"Kamu memasukkan obat perangsang ke dalam minumanku?"Robert berkata dengan susah payah, mencoba mengontrol birahi yang mulai menguasainya, "Sebenarnya kamu hanya perlu meminta Dara," Robert mendekatkan wajahnya ke arah Dara.

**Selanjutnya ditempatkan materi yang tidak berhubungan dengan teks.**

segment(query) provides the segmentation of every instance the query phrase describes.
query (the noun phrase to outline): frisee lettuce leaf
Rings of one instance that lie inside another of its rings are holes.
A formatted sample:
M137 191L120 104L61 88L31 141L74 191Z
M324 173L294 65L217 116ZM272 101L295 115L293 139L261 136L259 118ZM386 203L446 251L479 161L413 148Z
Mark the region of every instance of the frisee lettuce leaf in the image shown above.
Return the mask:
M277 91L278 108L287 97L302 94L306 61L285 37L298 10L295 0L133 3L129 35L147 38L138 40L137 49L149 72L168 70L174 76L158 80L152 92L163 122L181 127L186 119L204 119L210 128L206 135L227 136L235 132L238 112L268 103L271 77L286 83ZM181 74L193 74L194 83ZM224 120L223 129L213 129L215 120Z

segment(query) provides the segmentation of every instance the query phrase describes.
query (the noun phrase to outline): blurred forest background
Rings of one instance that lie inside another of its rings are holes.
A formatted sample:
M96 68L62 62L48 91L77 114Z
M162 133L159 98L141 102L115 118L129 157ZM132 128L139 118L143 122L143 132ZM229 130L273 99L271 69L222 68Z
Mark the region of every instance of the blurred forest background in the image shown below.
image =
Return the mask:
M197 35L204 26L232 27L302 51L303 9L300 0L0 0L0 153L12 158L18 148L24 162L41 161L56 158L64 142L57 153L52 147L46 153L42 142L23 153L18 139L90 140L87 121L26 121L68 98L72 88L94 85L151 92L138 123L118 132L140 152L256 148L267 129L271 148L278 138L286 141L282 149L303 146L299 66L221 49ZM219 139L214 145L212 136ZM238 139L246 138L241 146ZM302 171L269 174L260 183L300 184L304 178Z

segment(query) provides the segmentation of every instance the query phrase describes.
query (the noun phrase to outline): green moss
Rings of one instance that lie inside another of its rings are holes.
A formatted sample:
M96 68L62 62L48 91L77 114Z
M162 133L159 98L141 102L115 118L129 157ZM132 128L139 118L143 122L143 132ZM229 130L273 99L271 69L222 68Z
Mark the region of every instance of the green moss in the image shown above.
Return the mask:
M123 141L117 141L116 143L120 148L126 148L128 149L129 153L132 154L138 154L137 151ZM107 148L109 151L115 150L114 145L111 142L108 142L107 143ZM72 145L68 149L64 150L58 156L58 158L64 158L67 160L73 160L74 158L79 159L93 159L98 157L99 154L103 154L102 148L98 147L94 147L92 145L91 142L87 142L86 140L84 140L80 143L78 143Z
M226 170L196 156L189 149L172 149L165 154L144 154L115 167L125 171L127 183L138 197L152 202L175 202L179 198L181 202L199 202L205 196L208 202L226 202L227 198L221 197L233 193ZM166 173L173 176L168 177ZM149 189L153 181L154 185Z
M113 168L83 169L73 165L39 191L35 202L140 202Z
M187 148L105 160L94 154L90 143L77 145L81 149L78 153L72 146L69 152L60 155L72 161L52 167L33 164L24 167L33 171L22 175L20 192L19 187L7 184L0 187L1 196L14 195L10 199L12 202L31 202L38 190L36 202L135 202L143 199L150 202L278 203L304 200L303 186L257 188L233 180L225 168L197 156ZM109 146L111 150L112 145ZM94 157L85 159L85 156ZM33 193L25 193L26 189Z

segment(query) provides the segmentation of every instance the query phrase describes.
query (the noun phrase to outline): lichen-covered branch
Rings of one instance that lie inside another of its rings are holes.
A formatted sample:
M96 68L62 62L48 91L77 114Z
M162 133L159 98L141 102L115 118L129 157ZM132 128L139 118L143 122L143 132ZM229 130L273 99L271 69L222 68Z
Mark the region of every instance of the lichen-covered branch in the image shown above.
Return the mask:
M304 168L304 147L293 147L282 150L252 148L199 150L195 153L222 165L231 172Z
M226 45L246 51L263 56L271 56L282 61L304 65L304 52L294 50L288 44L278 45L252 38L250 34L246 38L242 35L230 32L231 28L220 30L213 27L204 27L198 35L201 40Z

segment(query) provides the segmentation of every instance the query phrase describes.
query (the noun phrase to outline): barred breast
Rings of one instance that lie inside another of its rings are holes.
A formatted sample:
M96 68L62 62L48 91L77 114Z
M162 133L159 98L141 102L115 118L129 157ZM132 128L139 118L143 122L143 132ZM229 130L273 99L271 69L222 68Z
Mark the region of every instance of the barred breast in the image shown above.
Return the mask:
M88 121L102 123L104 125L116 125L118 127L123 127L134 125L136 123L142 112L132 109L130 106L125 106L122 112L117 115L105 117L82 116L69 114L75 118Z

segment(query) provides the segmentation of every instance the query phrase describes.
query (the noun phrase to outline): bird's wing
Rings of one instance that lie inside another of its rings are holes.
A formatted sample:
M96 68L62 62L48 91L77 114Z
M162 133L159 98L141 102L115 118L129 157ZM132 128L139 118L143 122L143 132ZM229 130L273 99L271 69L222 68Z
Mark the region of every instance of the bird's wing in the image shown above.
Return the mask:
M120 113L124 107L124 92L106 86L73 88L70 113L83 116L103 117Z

Dara mulai menjauhkan wajahnya dari Robert.
Ia akui bahwa ia gila, ia tidak pernah menyangka reaksi dari obat itu dapat membuat Robert terlihat begitu mengerikan, mata lelaki telah dibutakan oleh nafsu yang begitu besar.Dara menyesali kebodohannya, tetapi ia tidak bisa mundur dari rencananya bukan? ia akan membuat Robert menikahinya, ia ingin memiliki lelaki itu seutuhnya walaupun ia harus melakukan hal keji untuk mendapatkan lelaki itu.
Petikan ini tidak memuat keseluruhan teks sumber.